When Ataturk died on November 10, 1938, in Dolmabahge Palace in Istanbul, his body was brought to Ankara amidst the tears of the Turkish nation, and temporarily placed in the Ethnographic Museum. Later the idea arose of having a mausoleum built to house his body, and the Turkish Grand National Assembly passed a resolution to this effect. A commission of artistic and scientific experts was established and given the task of organizing the construction. After much study, the commission chose the hill of Rasattepe, which commanded a view of Ankara, as the site for the mausoleum. An international competition was organized to choose a design for the building, which was won by Prof. Emin Onat and Orhan Arda. Construction began in 1944 of the building which was to represent Turkish history, in particular, the Liberation War, and the great military, revolutionary and leadership qualities of Ataturk. After completion of the building his body was removed from the Ethnographic Museum on November 10, 1953, and with a great ceremony, re-buried in the Mausoleum. In 1957 the administration of Ataturk’s Mausoleum was turned over to the Ministry of National Education.

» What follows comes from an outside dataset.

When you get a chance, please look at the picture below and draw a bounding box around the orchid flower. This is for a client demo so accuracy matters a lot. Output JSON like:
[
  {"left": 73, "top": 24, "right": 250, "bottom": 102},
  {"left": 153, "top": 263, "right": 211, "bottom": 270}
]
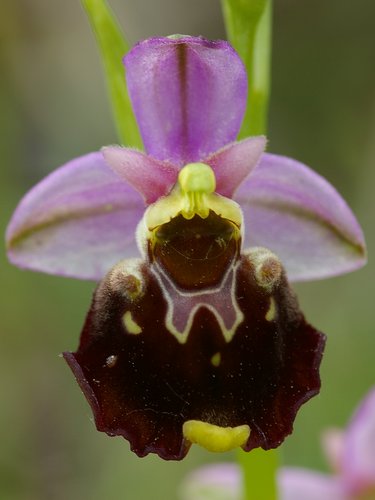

The Mausoleum now covers a large area known as Mausoleum Hill. Gardens and parks surround the building, which is reached by special roads. Leading to the Mausoleum is Lion Road, a flight of steps bordered on either side by 24 lion statues. To the right of the entrance is the Tower of Independence, and to the left, the Tower of Freedom. In front of the towers are two groups of statues depicting three men and three women, who represent the Turkish nation. Lion Road leads to the large stone courtyard of the Mausoleum. To the right of the entrance is Mehmetcik Tower and to the left Defense Law Tower. On the right is a colonnaded and vaulted section looking into the courtyard, where the Mausoleum and the Guard Section is. This section ends with Victory Tower. Between this tower and the Peace Tower, exactly opposite to the Hall of Honour where Ataturk’s body lies, is another double row of columns. The section between the Peace Tower and the April 23 Tower to the right of the entrance, houses the administrative offices.
In the centre of the Exit Gate on the Cankaya side of the Mausoleum is a 33 m. high bronze flagpole. Beyond the National Pact Tower to the left of the steps is Ataturk Museum. From the museum, you reach the Reform Tower where Ataturk Library is located. The Hall of Honour where Ataturk’s tomb is situated is between the Reform Tower and the Republic Tower.